Standing Committee Raises Concerns Over Training Fund
Earlier, the Standing Committee on the Petroleum Division, chaired by Syed Mustafa Mehmood, MNA, questioned the utilization of the Petroleum Training Fund (PTF), particularly amounts deposited by exploration and production (E&P) companies for the provincial share. The committee sought details on how provincial energy departments have used the funds and expenditures for local inhabitants.
Global Refined Product Prices Remain High
Ali Pervaiz Malik briefed the committee on petroleum prices, LPG, and RLNG rates. He said global crude oil prices had returned to pre-war levels, but Pakistan's dependence on imported refined products kept domestic fuel prices elevated. During the crisis, petrol prices in the international market surged to $180-$190 per barrel, and diesel supplies became severely constrained. Premium, insurance, and shipping costs also increased multiple times.
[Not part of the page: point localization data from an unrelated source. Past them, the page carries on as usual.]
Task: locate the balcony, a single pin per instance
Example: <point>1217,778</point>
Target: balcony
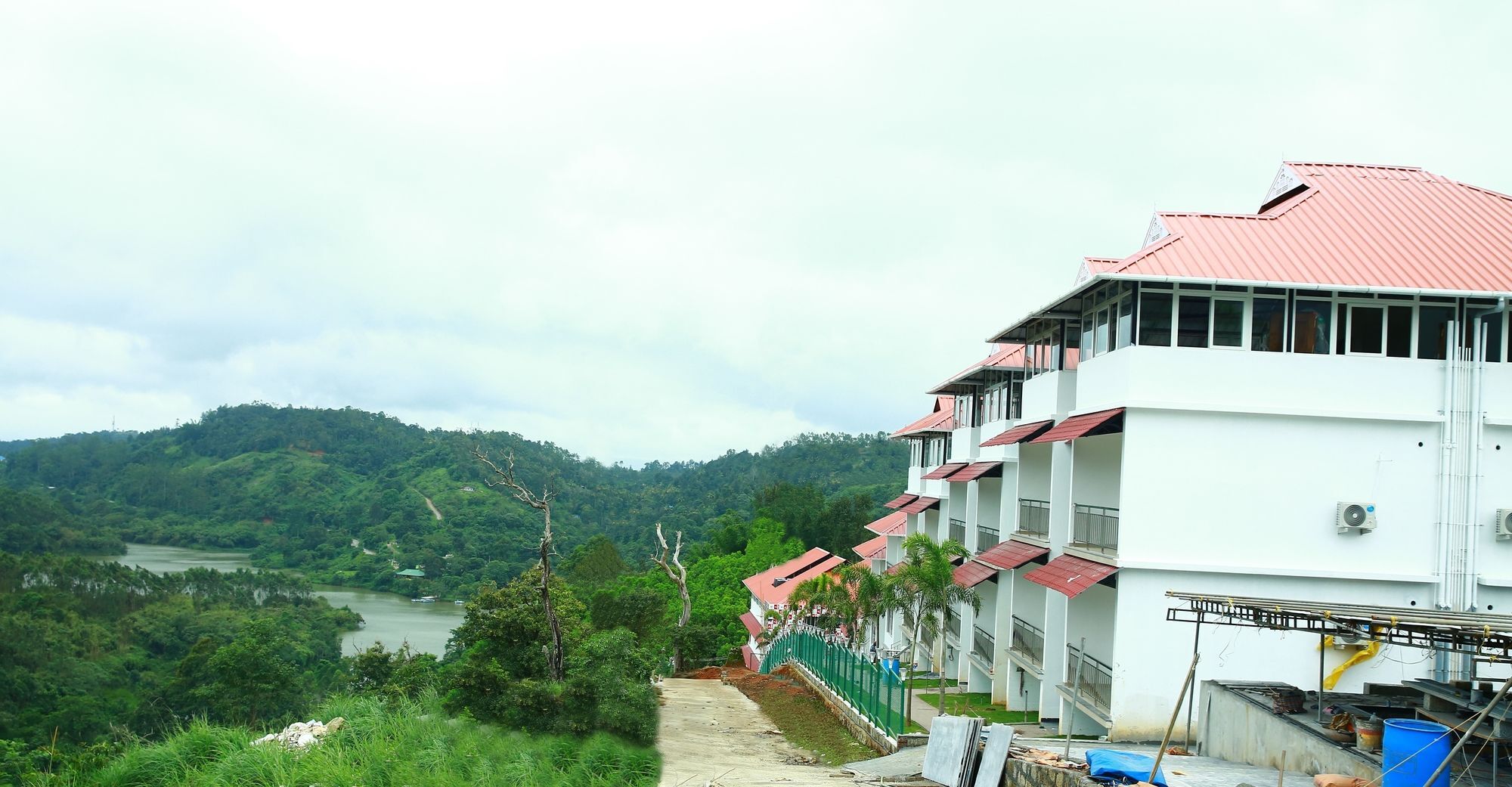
<point>1027,642</point>
<point>1097,678</point>
<point>1095,528</point>
<point>982,645</point>
<point>1035,518</point>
Gradual Deregulation Underway
Malik said the government is gradually moving toward deregulation of petroleum product prices and wants to reduce its direct role. A committee constituted by Prime Minister Shehbaz Sharif has held three meetings to examine reforms, including the possibility of displaying petroleum prices daily. The supply chain is being monitored, and digitalization of the system is progressing.
Refinery Upgradation Policy Awaits Cabinet Approval
The minister said the refinery upgradation policy has been submitted to the cabinet, with approval expected by July 15 through the Economic Coordination Committee. After approval, the upgradation process will begin, and Pakistan aims to shift to Euro-V standard fuels. He assured lawmakers that consumers would not bear the financial burden of refinery inefficiencies. Removing the petroleum levy would reduce prices but require alternative revenue sources.
Energy Security Measures Underway
Malik said the government is working on strategic fuel reserves and infrastructure development. International studies have been commissioned, with two firms working on the project. Despite limited storage capacity, Pakistan managed the fuel crisis during the recent conflict. All fertilizer and power plants are operating, with only limited restrictions on domestic gas supply during meal hours. Offshore exploration activities are restarting after two decades, and circular debt is not expected to increase by year-end. Talks with the IMF on circular debt are ongoing.
LPG Pricing and Regulation Issues
Lawmakers questioned why official LPG prices are not implemented in the market and criticized OGRA for failing to enforce notified rates. Malik said LPG prices are linked to global propane and butane prices, with only 30-40 percent of demand met domestically. LPG auctions are halted due to a court stay order, and the government has approached the court through the Attorney General's Office. Implementation of LPG regulations is OGRA's responsibility.
Committee Recommendations
The committee recommended a dedicated meeting to examine the mechanism for determining petroleum product prices, including whether legal procedures have been followed and whether OGRA conducted public hearings. A detailed report is to be submitted at the next meeting.
On the training fund, the Petroleum Division and provincial governments briefed the committee. Billions of rupees collected under PTF from 2012-2020 were spent on international litigation by the federal government. Provinces currently hold an unutilized balance of Rs 1,956.49 million. The committee recommended a separate meeting on the fund and directed the Petroleum Division to submit a comprehensive report on status, utilization, outstanding contributions, and applicable rules. Members emphasized transparent and effective use for local communities in exploration areas.